I am new to AWS. I have a user account and two roles, one for prod one for test.
Usually I log into my account and switch to prod role to run some simple select queries.
Now I want to use Athena locally in Python with PyAthena. I have tried the following resources from PyAthena documentation:
from pyathena import connect
import pandas as pd
conn = connect(aws_access_key_id='YOUR_ACCESS_KEY_ID',
aws_secret_access_key='YOUR_SECRET_ACCESS_KEY',
s3_staging_dir='s3://YOUR_S3_BUCKET/path/to/',
region_name='us-west-2')
df = pd.read_sql("SELECT * FROM many_rows", conn)
print(df.head())
But always having the error
An error occurred (AccessDeniedException) when calling the StartQueryExecution operation: User: arn:aws:iam::xxxxxx:user/xxxx@xxxxx is not authorized to perform: athena:StartQueryExecution on resource: arn:aws:athena:ap-southeast-2:xxxxx:workgroup/primary
This is the exact error I would get if I run the same query using my user account without switching the role.
I have also tried to add a profile name parameter in connect
but still not working even though the env is correctly recognised.
Could someone help me how to do the 'switch' role step in local python code?

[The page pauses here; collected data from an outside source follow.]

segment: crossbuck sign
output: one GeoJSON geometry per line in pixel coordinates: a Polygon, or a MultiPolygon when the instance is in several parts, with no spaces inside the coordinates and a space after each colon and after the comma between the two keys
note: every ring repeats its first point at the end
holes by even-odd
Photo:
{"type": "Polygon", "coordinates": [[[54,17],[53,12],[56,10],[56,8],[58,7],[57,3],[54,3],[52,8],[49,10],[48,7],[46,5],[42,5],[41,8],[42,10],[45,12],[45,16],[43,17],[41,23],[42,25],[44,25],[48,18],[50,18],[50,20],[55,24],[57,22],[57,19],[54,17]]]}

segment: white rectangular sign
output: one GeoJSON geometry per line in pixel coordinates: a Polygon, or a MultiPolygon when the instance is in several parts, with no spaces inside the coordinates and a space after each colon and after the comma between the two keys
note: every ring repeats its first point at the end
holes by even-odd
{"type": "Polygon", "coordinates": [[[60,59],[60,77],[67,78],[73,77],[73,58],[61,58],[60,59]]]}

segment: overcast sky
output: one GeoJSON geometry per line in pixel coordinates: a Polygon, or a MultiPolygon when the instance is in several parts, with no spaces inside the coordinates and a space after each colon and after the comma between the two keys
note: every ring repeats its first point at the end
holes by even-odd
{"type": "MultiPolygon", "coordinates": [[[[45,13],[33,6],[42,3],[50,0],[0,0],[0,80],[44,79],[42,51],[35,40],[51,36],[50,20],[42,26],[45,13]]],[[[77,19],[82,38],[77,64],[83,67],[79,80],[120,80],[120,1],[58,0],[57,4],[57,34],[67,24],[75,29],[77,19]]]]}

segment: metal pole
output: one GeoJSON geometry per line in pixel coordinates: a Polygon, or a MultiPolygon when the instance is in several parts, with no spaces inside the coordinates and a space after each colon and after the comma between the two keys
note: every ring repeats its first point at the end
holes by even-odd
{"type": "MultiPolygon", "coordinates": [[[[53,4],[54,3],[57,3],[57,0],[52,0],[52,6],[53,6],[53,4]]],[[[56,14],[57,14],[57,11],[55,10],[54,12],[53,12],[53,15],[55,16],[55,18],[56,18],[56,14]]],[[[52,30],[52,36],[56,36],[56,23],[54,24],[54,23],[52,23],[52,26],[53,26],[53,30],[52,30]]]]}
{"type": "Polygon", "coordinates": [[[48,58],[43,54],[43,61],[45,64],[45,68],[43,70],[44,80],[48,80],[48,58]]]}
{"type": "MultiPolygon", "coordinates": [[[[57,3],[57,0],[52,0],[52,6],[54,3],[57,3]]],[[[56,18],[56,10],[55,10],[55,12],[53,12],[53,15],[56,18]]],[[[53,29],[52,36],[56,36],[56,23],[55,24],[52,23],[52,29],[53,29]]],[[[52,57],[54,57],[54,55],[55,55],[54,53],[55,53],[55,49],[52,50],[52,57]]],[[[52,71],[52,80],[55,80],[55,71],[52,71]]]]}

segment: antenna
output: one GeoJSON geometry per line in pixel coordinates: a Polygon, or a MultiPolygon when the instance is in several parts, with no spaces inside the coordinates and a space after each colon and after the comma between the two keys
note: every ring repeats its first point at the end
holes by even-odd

It seems like the issue is due to a missing role and not the profile_name
parameter. If you look at the Connection
class in pyathena, there's a role_arn
variable that you can specify while initializing the connection. Here's the line I'm talking about.
You might want to try it this way -
conn = connect(aws_access_key_id='YOUR_ACCESS_KEY_ID',
aws_secret_access_key='YOUR_SECRET_ACCESS_KEY',
s3_staging_dir='s3://YOUR_S3_BUCKET/path/to/',
region_name='us-west-2',
role_arn='<your arn here'>)
I haven't tested it myself though since I do not have an Athena setup.